Improving decision making through mindfulness meditation
Diana Winston from MARC at UCLA provides a meditation podcast to enable improved decision making. She suggests that we can use mindfulness to focus on our thoughts and emotions during the decision-making process. In her view we can learn to be present to whatever decision making turns up for us. We can use the principles of mindfulness to bring awareness to the discomfort of trying to make a decision.
Sometimes this will involve showing self-compassion towards ourselves – accepting that we cannot make the perfect decision, even with full information. It requires acceptance of the fact that our decision making will be inadequate at times, but that this will provide the opportunity to learn and grow. Mindfulness meditation can enable us to make the best decision possible at the time, uncontaminated by emotions that can cloud our judgement.
If we bring openness and curiosity to what we are experiencing during decision making, we can name our feelings and learn to control them. We can better understand the patterns embedded in our decision-making processes. For instance, we may find that once we have to make a decision, we automatically drop into negative thinking which generates anxiety about the possible outcomes. Through mindfulness meditation we can learn to control these negative thoughts and focus on addressing the issue and the information available without our negative thinking confounding the issue.

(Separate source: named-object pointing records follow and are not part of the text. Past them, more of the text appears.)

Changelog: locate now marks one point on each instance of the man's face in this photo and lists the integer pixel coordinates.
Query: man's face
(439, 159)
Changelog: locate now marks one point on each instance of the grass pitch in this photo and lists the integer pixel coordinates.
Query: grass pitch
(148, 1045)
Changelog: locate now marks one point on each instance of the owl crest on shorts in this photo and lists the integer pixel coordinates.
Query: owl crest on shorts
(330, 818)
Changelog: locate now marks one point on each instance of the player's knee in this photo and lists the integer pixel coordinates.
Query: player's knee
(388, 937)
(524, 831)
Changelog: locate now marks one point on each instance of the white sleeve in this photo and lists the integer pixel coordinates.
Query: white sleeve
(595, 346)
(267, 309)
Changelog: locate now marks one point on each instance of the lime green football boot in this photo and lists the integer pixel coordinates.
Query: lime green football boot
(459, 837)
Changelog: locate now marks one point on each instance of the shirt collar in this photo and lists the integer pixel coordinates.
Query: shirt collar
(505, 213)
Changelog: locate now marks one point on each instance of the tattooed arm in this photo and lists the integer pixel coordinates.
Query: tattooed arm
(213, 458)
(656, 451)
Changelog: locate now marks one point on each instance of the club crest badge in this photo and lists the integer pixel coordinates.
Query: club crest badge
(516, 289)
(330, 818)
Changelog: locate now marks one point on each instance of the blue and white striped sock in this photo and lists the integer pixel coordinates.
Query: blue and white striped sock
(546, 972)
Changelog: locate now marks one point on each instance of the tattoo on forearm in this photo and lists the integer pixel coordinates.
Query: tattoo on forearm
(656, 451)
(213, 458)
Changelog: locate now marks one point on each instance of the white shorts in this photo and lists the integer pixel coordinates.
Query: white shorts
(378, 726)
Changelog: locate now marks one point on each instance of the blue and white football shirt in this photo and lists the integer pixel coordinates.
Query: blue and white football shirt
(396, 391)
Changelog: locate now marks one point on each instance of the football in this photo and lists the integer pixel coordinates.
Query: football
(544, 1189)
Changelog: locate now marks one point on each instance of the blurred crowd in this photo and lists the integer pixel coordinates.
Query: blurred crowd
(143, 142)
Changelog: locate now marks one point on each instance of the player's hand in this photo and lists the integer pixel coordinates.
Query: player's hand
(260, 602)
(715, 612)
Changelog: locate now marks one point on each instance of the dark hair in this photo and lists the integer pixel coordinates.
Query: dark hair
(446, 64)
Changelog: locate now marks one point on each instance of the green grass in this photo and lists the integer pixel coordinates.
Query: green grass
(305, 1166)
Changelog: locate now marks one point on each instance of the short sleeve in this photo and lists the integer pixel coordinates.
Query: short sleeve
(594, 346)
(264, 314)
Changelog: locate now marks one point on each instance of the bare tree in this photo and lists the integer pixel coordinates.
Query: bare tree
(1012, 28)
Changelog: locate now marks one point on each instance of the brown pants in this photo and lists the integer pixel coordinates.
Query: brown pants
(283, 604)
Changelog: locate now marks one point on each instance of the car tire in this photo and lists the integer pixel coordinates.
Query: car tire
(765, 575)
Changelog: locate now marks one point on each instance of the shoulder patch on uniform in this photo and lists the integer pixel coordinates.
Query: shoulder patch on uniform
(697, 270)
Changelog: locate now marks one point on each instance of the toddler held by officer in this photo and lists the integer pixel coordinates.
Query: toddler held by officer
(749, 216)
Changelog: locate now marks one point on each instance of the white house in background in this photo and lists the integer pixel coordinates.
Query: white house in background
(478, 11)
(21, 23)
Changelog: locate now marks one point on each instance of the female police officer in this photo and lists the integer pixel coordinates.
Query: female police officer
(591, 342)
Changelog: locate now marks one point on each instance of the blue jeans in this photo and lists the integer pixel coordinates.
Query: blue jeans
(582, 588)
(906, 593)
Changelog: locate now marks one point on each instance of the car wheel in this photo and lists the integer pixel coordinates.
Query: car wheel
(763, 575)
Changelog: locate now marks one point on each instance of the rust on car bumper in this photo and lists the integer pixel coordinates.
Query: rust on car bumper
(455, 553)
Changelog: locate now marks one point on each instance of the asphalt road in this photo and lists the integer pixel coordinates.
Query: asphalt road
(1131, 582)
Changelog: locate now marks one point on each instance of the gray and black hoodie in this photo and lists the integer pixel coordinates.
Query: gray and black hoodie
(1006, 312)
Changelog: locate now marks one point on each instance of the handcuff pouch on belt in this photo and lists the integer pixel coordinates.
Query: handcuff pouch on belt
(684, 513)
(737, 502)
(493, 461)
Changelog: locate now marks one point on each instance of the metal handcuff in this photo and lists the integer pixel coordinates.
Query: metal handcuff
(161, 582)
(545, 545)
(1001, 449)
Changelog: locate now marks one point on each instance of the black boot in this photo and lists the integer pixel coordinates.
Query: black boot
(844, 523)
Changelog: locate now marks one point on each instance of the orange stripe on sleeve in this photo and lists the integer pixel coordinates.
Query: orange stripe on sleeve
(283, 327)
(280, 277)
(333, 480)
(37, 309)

If our thoughts keep wandering or negative thoughts intrude during the process of mindfulness meditation, focusing on sounds can help anchor us as listening is a natural process that we can do with minimal effort. Listening to sounds can enable us to return to mindful decision making.
As we grow in mindfulness, we can learn more about the pattern of thoughts and emotions behind our decision making, bring them into the spotlight, and develop better self-management techniques so that our decision making is not delayed unduly or contaminated by negative thoughts and emotions. We can learn to be more compassionate towards ourselves. Mindful breathing can help us too to manage the tension of decision making.